Berlin (dpa) - Israels Staatspräsident Izchak Herzog verteidigt die umstrittenen Angriffe auf Öldepots in der iranischen Hauptstadt Teheran. Es handele sich um Öl, das vom Militär gelagert werde und um Öl, das die iranische Regierung nutze, um damit auch seine Terror-Operationen zu finanzieren, sagte Herzog der «Bild». «Es wird der Kriegsmaschinerie entzogen, weil sie es zur Finanzierung und, sagen wir, zum Schmieren ihrer eigenen Kriegsmaschinerie verwenden.» 

Am Wochenende hatte Israels Luftwaffe Öldepots in Teheran bombardiert und in Flammen gesetzt. Experten hatten vor massiven auch langfristigen Umweltschäden gewarnt. Die Weltgesundheitsorganisation warnte vor der Gefahr einer Kontamination von Lebensmitteln, Wasser und Luft. 

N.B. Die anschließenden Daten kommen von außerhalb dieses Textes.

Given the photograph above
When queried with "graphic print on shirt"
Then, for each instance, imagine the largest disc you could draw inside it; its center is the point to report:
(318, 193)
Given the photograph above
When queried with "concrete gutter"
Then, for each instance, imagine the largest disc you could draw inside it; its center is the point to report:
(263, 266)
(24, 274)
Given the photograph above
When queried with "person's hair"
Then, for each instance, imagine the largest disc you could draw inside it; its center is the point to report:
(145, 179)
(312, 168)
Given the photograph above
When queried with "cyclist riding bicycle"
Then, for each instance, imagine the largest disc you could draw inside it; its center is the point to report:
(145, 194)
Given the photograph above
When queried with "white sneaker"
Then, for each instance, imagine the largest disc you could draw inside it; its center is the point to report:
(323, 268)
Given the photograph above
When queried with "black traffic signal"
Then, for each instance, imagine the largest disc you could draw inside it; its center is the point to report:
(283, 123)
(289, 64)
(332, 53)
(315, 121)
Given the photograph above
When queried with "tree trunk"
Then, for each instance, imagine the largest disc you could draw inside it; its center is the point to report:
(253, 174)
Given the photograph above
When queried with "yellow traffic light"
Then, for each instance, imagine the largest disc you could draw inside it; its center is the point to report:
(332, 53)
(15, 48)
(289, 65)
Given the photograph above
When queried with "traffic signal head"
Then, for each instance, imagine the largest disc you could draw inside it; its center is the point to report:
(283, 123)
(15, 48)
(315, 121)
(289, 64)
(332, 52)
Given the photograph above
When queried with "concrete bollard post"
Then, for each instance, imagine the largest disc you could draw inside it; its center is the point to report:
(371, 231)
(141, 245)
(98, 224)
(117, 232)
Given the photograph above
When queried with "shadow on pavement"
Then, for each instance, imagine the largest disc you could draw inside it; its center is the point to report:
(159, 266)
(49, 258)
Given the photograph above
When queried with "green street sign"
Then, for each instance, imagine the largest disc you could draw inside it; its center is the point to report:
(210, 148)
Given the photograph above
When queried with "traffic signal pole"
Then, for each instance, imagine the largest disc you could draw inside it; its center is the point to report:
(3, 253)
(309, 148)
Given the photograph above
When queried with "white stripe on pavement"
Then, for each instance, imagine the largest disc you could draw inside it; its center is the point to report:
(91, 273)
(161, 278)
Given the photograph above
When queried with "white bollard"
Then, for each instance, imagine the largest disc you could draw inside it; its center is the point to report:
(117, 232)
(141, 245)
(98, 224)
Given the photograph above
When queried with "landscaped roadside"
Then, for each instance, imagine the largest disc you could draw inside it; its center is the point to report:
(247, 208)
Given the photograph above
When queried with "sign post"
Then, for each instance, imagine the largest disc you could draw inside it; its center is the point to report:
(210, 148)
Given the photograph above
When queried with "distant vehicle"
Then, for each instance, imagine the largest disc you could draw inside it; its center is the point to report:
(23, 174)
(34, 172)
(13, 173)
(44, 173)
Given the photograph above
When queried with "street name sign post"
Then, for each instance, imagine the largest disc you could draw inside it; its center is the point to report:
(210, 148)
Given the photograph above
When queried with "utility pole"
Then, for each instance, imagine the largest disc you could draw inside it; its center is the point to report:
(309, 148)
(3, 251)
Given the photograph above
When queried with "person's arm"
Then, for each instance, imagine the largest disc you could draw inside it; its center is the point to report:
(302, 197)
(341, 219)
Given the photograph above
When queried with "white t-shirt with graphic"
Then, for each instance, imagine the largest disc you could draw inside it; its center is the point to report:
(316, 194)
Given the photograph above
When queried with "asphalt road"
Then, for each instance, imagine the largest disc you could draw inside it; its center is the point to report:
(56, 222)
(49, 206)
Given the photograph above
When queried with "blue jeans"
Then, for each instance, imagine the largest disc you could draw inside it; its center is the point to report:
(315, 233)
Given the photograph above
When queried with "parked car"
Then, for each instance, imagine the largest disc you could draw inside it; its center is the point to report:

Herzog sagte, dass es höchste Zeit gewesen sei für den israelisch-amerikanischen Militäreinsatz im Iran, der vor anderthalb Wochen begann. «Wenn wir gewartet hätten, wären wir fast an einen Punkt gekommen, an dem es vielleicht irreversibel gewesen wäre.» 

Einen konkreten Zeitplan für den Krieg nannte Herzog aber nicht: «Die Iraner sind diejenigen, die überall in der Region und in der Welt Chaos und Terror verbreiten. Ich denke also, wenn wir alles nur an einem Tachometer messen, kommen wir nicht weiter. Wir müssen tief durchatmen und zum Endergebnis gelangen.» Wenn die iranische Bedrohung eliminiert sei, sei dies wie Sauerstoff für Israel: «Wir können ermöglichen, dass das gesamte System in der Region plötzlich wieder atmen und sich weiterentwickeln kann. Das ist fantastisch.»

Herzog: «Vielleicht das letzte Kapitel des Kriegs»

Er sagte weiter, er erwarte, der Krieg werde «die gesamte Konfiguration des Nahen Ostens» verändern. «Es ist ein zusammenhängender Krieg. Er begann am 7. Oktober (2023), und meiner Meinung nach erreichen wir vielleicht das letzte Kapitel des Kriegs», sagte Herzog. Der Einsatz gegen den Iran sei «eine Lektion für die Welt». Grausamkeit müsse man mit viel Anstrengung und Stärke begegnen. 

Herzog lobte Bundeskanzler Merz «für seine sehr starken und klaren Worte an der Seite Israels». Merz stehe «auch an der Seite Amerikas und der gesamten Koalition, die jetzt im Nahen Osten gegen den Iran kämpft».